The best way to pay for an MBA is free money, like fellowships and employer assistance. Ideally, you’ll also have money put aside for business school, or you can use some of your salary if you’re getting an MBA part time.
But free aid, savings and wages might not cover the cost of an MBA — especially at a top-tier school. The bill for such programs can be more than $200,000, according to Poets & Quants, a website that covers graduate business schools.
You can take out MBA student loans to fill a tuition gap. But before you borrow, use these strategies to pay for business school.
1. Find MBA fellowships, scholarships and grants
Fellowships, scholarships and grants are aid you don’t have to repay. Most fellowships and grants are awarded by business schools themselves, though private MBA scholarships from businesses or professional associations are available.

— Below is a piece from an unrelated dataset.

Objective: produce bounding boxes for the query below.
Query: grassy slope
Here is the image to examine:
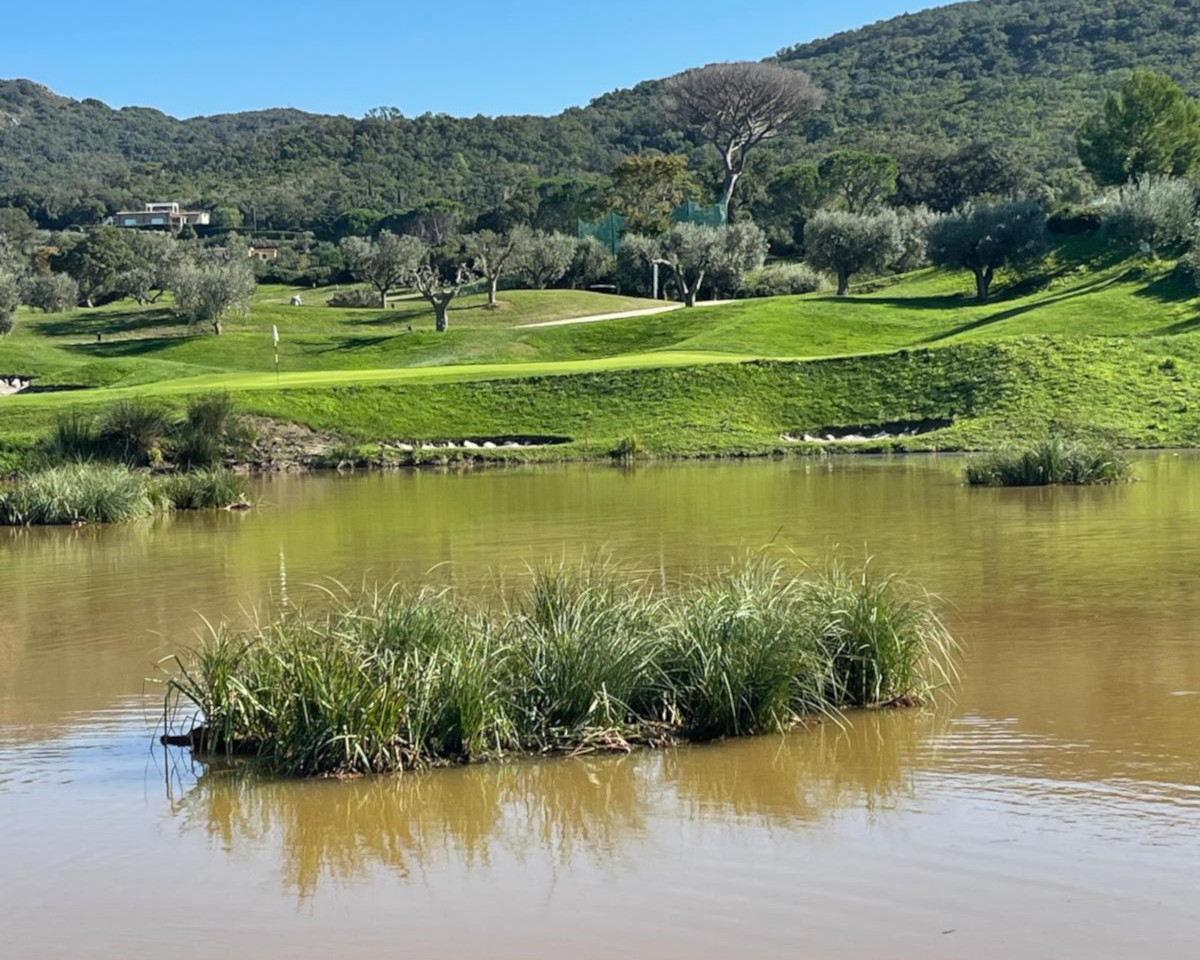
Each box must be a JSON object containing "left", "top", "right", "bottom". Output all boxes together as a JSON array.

Unlike undergraduate scholarships, which may be based on your financial need, MBA fellowships and grants are usually awarded on merit alone. You may qualify based on criteria like your undergraduate GPA, GMAT score or any professional accomplishments you have.
A business school may automatically offer this aid upon your admittance — MIT Sloan School of Management at the Massachusetts Institute of Technology in Cambridge, Massachusetts, awards over 60 fellowships in this fashion, for example. In other schools, you may have to apply separately. Contact the business school’s financial aid office for details.
2. Use employer aid for business school
Money your employer provides or you earn by working can help you pay for an MBA. If you already have a job, reach out to human resources to see what education benefits the company offers, as well as its rules for that assistance.
3. Tap into savings
Most students start MBA programs in their late 20s, after their careers have begun. That time working likely convinced you that getting an MBA would be worth it for your future. It also, hopefully, was when you saved some of your salary to cover the cost of the degree.
An ideal budget puts at least 20% of your money toward debt repayment and savings goals, such as paying for an MBA. If you haven’t been saving specifically for business school, don’t touch other savings — like for an emergency or retirement.
You may not have to pay an early withdrawal penalty if you tap into an IRA or 401(k) to pay for an MBA. But you'd have to pay taxes on that amount and would have less money for retirement in the future. Opt for student loans instead.
4. Take out business school student loans
MBA students can cover remaining costs with federal or private student loans. Federal loans are best if you plan to work for a nonprofit or aren’t sure about your career path.
Federal interest rates and fees are higher for grad students. Unsubsidized federal loans come with higher interest rates for graduate students (4.30%) than undergrads (2.75%). Interest rates on federal graduate PLUS loans are 5.30%. Unsubsidized loans come with an origination fee of roughly 1%, but that fee is four times higher for PLUS loans. Most private lenders don’t charge origination fees.
Your work history is likely an advantage. All federal loan borrowers receive the same interest rates. Private loans determine rates based on your financial situation. If you’ve worked for a few years before getting an MBA and have built up your credit, you may qualify for a lower interest rate than federal student loans offer. You could also save more by opting for a variable rate, if you plan to pay loans off fast or are confident you could afford payments if that rate rises.
All graduate student loans accrue interest. Graduate students aren’t eligible for federal subsidized loans. The government pays the interest on subsidized loans at certain points, like when you’re enrolled in school at least half-time. Because only unsubsidized loans are available for graduate students, you won’t receive the potential interest savings from federal loans that undergrads do.
Use a student loan calculator to determine how much loans will cost you to pay for an MBA. For comparison, business school graduates owe roughly $66,000 in MBA student debt, including undergraduate loans, according to the National Center for Education Statistics.
If you decide federal loans make sense for you now, but your plans change in the future, you can refinance MBA loans after school to potentially save money.